La population concernée par le risque inondation en Ile de France est répartie dans les 8 départements de la Région Ile-de-France. En cas de crue de type 1910, 880 000 personnes seraient directement touchées pendant 6 à 8 semaines. Touchés par les conséquences d’une crue, 4 à 5 millions d’habitants seront concernés dans la région  (privés de transport), dont un million sera privé d’électricité et 1,5 million d’eau potable. Des coupures réseau et des difficultés d’alimentation en gaz de ville et en carburant seront également à prévoir. Certains établissements publics seront fermés. Les différents impacts se prolongeront bien après la crue pendant le temps des remises à niveau de toutes les infrastructures touchées ; en fonction des bâtiments touchés, il faudra s’attendre à de nombreux mois voire années de travaux d’assainissement et de réhabilitation. Selon une estimation basse  de l’OCDE, une telle crue causerait 30 milliards d’euros de dommages matériels et aurait un impact cumulé en cinq ans sur le PIB de l’ordre de 0,1 à 3%.

Conséquences pour les établissements bancaires et financiers

Le scénario « Crue de la Seine » a fait l’objet en 2010 d’un exercice par le groupe de place Robustesse, créé à l’initiative de la Banque de France et composé de l’ensemble des acteurs du secteur financier (banques, infrastructures, Banque de France, Représentant de l’Etat, …). Son objectif est de tester et améliorer la résilience de la Place financière de Paris, soit « la capacité du système financier à faire face à des chocs affectant ses fonctions critiques : systèmes de paiement, liquidité et soutien au financement de l’économie réelle ». Les établissements OIV (Opérateur d’Importance Vitale), dont font partie les acteurs majeurs du secteur financier, disposent de solutions de secours robustes pour assurer le maintien des processus essentiels de Place. Ces solutions font partie intégrante des obligations réglementaires. Toutefois, leur niveau d’exposition, ne serait-ce que du fait de l’implantation géographique de leurs sites et du domicile de leurs employés, reste important. A l’instar des impacts pour le grand public, une crue de Seine de plusieurs semaines perturberait fortement à l’échelle régionale la distribution des services nécessaires aux banques (fluides, télécom, électricité…). Un nombre important de sites franciliens implantés sur des arrondissements ou communes limitrophes de la Seine et de la Marne seraient directement touchés par l’inondation, au moins en sous-sol, ce qui engendrerait d’importants coûts de remises en service après la décrue. Les établissements bancaires et financiers deviendraient également inaccessibles pour une grande partie de leur personnel : en effet les transports publics seraient arrêtés, la circulation routière très difficile et la Seine deviendrait une barrière infranchissable entre rive droite et rive gauche. De même les sites de secours régionaux seraient également inaccessibles pour une partie du personnel.

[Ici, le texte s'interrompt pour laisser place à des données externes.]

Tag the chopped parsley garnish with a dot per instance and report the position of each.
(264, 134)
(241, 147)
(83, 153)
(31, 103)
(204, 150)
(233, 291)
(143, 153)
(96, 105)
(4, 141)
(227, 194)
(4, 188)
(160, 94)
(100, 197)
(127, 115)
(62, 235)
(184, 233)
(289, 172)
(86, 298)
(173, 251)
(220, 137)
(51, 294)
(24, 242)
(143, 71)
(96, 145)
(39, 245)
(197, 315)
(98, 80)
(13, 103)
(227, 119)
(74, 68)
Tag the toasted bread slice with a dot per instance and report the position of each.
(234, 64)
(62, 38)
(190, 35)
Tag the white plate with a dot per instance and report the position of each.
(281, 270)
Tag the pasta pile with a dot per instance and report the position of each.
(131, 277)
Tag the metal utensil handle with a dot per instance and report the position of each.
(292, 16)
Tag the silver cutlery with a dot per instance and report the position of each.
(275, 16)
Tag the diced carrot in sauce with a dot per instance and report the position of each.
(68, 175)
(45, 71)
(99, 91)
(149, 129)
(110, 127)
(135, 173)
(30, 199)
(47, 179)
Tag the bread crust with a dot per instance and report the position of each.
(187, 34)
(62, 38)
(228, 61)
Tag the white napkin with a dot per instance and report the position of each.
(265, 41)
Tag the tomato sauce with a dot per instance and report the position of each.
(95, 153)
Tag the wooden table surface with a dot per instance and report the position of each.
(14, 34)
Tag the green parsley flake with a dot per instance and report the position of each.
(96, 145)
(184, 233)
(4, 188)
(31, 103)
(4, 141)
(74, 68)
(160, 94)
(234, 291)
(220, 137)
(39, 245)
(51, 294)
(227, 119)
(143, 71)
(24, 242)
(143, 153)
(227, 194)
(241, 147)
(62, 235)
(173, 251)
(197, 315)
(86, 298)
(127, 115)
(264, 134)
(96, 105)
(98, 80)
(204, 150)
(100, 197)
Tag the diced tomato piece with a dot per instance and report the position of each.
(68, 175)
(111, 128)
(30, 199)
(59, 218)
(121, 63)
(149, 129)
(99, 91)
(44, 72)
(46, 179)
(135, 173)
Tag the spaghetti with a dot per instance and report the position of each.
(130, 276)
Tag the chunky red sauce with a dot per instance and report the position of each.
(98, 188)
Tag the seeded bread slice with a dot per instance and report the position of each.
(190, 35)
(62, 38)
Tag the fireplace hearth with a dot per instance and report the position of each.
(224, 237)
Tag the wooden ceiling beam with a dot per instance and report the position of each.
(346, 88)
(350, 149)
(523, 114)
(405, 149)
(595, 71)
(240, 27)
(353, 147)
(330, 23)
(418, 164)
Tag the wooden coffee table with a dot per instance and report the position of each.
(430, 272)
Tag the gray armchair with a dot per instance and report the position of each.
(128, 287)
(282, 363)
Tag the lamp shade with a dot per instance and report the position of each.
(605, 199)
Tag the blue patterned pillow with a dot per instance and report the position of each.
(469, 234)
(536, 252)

Le rapport de l’OCDE dénonce à travers ses recommandations les difficultés de la France à gérer efficacement le sujet de crue. En s’appuyant sur ces recommandations et sur la nouvelle directive européenne portant sur la gestion du risque d’innovation, les experts incitent fortement l’État à se préparer à une crise de type millénaire avec un niveau des eaux de 15 à 20% supérieur à celui atteint en 1910. Au-delà de la question des moyens de sécurité civile qui seront déployés au moment où la crue surviendra, il s’agit également de préparer au mieux l’avant-crue (planification et sensibilisation) et l’après crue (reprise des activités). C’est l’objet de l’exercice SEQUANA 2016, qui sera organisé en mars 2016 par la Préfecture de Police de Paris. La coordination des acteurs de tous secteurs d’activités sera primordiale pour faire face à cette crise.